What elevates this documentary from being a tribute piece with a soft touch is how deeply it digs, often refusing to stay in the safe zone. Of course, there are talking heads: Lynch (speaking more freely than usual), Mark Frost, MacLachlan, Grace Zabriskie, Kimmy Robertson, and other Peaks alums drop in to sing her praises and share moving memories and raw truths. But Green lets the story breathe beyond its connection to Twin Peaks. We see Catherine’s start in experimental theater, her behind-the-camera chops as a collaborative assistant cameraperson (working on films like Star Trek II: The Wrath of Khan and numerous others) and assistant director working with Lynch on Eraserhead (where her first husband was the star), and a life marked by curiosity and an almost obsessive work ethic. It’s a warm, sometimes funny portrait that doesn’t flinch when things get messy.

Not all of those stories are neat. Coulson’s second husband, William Haugse—also a producer on the documentary—talks with unnerving frankness about his manic episodes, affairs with men during their marriage, and his reunion with Catherine near the end of her life. It’s emotionally thorny territory, handled with tact but not sanitized, and these revelations are treated not as bombshells but as truths. This honesty becomes one of the film’s strongest qualities, with a straight-talking intimacy to many interviews and a refusal to airbrush the people involved, even as everyone’s reverence for Catherine, who had her own mix of grace and grit in relationships, remains clear.

Structurally, Green takes risks that can be more ambitious than polished. Instead of moving linearly, the timeline bends—starting with the cancer diagnosis, rewinding to her early life, and then back again. It’s an emotionally fitting approach for a story focused on memory and legacy, but it leads to a choppy, sometimes inelegant rhythm. The constant reappearance of name cards, even for the same people within seconds, becomes distracting. So do the abrupt tonal shifts that mar the flow: tender moments interrupted by title cards or tricky jumps that feel more like DVD menus than narrative decisions. The film wears its crowdfunded budget on its sleeve (1,751 backers contributed over $290,000), which is admirable but also obvious. And yes, the end credits song—written and sung by Green himself—feels like a vanity moment the film didn’t need.

Still, that roughness doesn’t sink it or undercut the heart that runs throughout. You leave I Know Catherine the Log Lady with the sense that you truly knew her. Not just as the woman cradling a log and cryptically warning of owls, but as the human being behind the Lynch-ian weirdness. Someone who worked constantly, gave of herself generously, and stayed remarkably practical with a wry sensibility despite existing inside one of television’s most surreal universes. When she knew the end was near, she tried to make it easier for everyone around her. That’s not just noble—it’s inspiring. Watching her deliver her final lines, log in arm, fully inhabiting Lynch’s bizarre niche corner of TV history one last time—it lands. Hard.
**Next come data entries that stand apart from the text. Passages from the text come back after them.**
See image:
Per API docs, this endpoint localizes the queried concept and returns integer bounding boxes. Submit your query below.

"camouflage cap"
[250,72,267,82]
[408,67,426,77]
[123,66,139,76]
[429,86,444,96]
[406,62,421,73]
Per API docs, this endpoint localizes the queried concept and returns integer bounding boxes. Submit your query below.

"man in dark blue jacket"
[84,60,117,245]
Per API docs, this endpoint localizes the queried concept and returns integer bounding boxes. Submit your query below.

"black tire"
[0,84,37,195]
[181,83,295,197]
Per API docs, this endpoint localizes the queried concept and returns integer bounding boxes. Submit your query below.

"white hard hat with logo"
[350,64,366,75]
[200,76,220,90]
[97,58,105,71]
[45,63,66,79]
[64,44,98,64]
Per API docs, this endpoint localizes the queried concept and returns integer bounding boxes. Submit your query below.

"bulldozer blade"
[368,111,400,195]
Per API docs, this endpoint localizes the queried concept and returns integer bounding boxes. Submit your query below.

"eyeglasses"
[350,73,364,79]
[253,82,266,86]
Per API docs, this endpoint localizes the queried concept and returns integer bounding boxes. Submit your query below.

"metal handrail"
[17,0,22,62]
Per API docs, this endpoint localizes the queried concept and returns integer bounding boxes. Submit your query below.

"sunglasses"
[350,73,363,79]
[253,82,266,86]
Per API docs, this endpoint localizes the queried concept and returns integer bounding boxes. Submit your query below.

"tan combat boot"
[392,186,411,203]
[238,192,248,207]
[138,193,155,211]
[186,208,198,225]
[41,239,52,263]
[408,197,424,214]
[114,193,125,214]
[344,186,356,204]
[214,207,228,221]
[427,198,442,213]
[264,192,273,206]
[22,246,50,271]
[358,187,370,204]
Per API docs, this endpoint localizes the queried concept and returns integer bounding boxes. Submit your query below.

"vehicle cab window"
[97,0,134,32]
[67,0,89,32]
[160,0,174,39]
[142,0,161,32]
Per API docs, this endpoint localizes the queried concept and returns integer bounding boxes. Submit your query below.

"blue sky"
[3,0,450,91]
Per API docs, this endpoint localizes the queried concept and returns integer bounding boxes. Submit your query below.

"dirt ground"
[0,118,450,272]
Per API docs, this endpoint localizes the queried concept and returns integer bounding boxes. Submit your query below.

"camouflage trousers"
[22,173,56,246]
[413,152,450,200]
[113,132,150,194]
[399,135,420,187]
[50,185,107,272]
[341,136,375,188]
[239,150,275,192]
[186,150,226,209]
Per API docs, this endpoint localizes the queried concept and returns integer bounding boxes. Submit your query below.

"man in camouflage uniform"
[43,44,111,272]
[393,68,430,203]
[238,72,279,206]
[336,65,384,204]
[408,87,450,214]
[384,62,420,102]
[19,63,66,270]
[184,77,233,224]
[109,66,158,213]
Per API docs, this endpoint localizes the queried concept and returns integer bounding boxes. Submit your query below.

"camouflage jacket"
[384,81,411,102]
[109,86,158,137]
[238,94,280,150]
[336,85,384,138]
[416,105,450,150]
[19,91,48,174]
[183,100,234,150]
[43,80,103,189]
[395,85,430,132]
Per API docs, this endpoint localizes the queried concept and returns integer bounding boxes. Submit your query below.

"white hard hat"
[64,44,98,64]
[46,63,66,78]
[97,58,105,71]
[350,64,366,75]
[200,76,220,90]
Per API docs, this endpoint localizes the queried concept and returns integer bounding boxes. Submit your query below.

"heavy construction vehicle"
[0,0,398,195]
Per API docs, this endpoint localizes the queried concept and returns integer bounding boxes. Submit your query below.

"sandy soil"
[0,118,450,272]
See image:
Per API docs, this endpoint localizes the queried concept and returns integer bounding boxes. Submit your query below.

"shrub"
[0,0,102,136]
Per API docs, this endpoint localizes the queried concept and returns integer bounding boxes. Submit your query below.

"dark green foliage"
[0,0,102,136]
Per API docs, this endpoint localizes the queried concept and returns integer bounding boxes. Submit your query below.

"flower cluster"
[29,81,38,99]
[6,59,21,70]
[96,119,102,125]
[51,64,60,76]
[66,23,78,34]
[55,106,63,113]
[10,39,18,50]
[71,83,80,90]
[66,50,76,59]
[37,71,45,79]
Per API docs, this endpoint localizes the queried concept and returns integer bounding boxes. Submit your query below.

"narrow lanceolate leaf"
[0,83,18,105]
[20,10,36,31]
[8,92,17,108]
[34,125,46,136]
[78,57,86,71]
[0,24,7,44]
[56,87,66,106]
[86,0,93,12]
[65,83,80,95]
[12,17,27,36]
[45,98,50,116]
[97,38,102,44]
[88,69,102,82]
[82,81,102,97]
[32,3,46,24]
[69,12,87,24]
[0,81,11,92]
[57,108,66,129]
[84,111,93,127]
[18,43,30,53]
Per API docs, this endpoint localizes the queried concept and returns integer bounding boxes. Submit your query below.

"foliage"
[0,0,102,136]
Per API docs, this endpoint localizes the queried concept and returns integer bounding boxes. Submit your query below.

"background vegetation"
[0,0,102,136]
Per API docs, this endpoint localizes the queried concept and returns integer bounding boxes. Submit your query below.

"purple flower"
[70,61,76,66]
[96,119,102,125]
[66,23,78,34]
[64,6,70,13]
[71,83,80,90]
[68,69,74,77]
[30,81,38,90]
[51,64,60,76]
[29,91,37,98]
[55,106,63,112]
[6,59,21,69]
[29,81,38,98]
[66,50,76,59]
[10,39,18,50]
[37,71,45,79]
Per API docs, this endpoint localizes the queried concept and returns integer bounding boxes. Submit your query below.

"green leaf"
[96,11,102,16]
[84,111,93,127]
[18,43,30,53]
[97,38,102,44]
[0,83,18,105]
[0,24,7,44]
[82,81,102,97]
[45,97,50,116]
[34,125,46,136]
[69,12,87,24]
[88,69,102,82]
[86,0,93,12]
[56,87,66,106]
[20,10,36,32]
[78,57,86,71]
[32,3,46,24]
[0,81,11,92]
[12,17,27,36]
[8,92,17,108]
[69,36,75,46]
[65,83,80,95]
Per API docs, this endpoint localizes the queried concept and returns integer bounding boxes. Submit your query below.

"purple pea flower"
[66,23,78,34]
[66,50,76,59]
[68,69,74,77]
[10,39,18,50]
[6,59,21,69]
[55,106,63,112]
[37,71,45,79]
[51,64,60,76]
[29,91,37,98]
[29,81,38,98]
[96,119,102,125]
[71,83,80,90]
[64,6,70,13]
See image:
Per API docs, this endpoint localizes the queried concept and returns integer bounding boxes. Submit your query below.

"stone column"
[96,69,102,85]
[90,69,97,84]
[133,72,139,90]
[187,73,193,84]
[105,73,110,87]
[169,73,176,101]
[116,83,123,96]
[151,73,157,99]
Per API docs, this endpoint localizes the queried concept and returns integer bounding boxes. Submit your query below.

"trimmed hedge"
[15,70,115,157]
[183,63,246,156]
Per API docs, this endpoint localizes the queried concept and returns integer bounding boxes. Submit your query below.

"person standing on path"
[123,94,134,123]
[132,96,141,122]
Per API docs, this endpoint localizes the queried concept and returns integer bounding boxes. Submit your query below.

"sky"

Since its completion, the film’s resonance with the idea of community and feelings toward life and death has deepened unexpectedly. Lynch’s recent passing casts his footage in a haunting new light, the same with Donna DuBain, Catherine’s lifelong friend, who also appears and has since passed. Their reflections on mortality, art, and friendship now carry added weight. Something is striking, devastating even, about watching people wrestle with the end while they’re still very much here.

You don’t need to be a Twin Peaks obsessive to appreciate this documentary or to connect with this story. It might work better if you’re not. I came in with only a casual understanding of the series and left feeling that I’d gotten to know someone truly remarkable. That’s what the best documentaries do. It’s a document of loss, yes, but also about the life before it. Of someone who mattered. And in Catherine E. Coulson’s case, it was big, complicated, and deeply, beautifully lived.